Table 6: Study 4*: Percentage of Solicited Injection-site and Systemic Adverse Reactions Within 7 Days After Vaccination in Adults 65 Years of Age and Older (Safety Analysis Set)†

	Fluzone Quadrivalent ‡(N §=225)			TIV-1¶(B Victoria)(N §=225)			TIV-2#(B Yamagata)(N §=225)
	Any (%)	Grade 2Þ(%)	Grade 3ß(%)	Any (%)	Grade 2Þ(%)	Grade 3ß(%)	Any (%)	Grade 2Þ(%)	Grade 3ß(%)

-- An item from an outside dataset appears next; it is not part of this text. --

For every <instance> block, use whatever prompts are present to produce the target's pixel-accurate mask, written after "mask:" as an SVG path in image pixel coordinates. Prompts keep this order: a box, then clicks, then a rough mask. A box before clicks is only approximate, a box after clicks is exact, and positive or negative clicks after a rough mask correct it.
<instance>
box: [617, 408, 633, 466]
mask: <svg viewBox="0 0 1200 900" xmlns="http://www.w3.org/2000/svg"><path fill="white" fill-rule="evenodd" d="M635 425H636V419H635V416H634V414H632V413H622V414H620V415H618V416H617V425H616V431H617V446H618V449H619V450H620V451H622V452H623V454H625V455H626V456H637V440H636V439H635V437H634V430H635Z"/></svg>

* NCT01218646 † The safety analysis set includes all persons who received study vaccine ‡ Fluzone Quadrivalent containing A/California/07/2009 (H1N1), A/Victoria/210/2009 (H3N2), B/Brisbane/60/2008 (Victoria lineage), and B/Florida/04/2006 (Yamagata lineage) § N is the number of participants in the safety analysis set ¶ 2010-2011 Fluzone TIV containing A/California/07/2009 (H1N1), A/Victoria/210/2009 (H3N2), and B/Brisbane/60/2008 (Victoria lineage), licensed # Investigational TIV containing A/California/07/2009 (H1N1), A/Victoria/210/2009 (H3N2), and B/Florida/04/2006 (Yamagata lineage), non-licensed Þ Grade 2 — Injection-site pain: some interference with activity; Injection-site erythema and Injection-site swelling: ≥5.1 to ≤10 cm; Fever: ≥101.2°F to ≤102.0°F; Myalgia, Headache, and Malaise: some interference with activity ß Grade 3 — Injection-site pain: Significant; prevents daily activity; Injection-site erythema and Injection-site swelling: >10 cm; Fever: ≥102.1°F; Myalgia, Headache, and Malaise: Significant; prevents daily activity à Fever measured by any route
Injection-site adverse reactions
Pain	32.6	1.3	0.9	28.6	2.7	0.0	23.1	0.9	0.0
Erythema	2.7	0.9	0.0	1.3	0.0	0.0	1.3	0.4	0.0
Swelling	1.8	0.4	0.0	1.3	0.0	0.0	0.0	0.0	0.0
Systemic adverse reactions
Myalgia	18.3	4.0	0.4	18.3	4.0	0.0	14.2	2.7	0.4
Headache	13.4	1.3	0.4	11.6	1.3	0.0	11.6	1.8	0.4
Malaise	10.7	4.5	0.4	6.3	0.4	0.0	11.6	2.7	0.9
Fever(≥100.4°F)à	1.3	0.0	0.4	0.0	0.0	0.0	0.9	0.4	0.4

Unsolicited non-serious adverse events were reported in 28 (12.4%) recipients in the Fluzone Quadrivalent group, 22 (9.8%) recipients in the TIV-1 group, and 22 (9.8%) recipients in the TIV-2 group. The most commonly reported adverse events were oropharyngeal pain, rhinorrhea, injection-site induration, and headache. Three SAEs were reported during the follow-up period, 2 (0.9%) in the TIV-1 group and 1 (0.4%) in the TIV-2 group.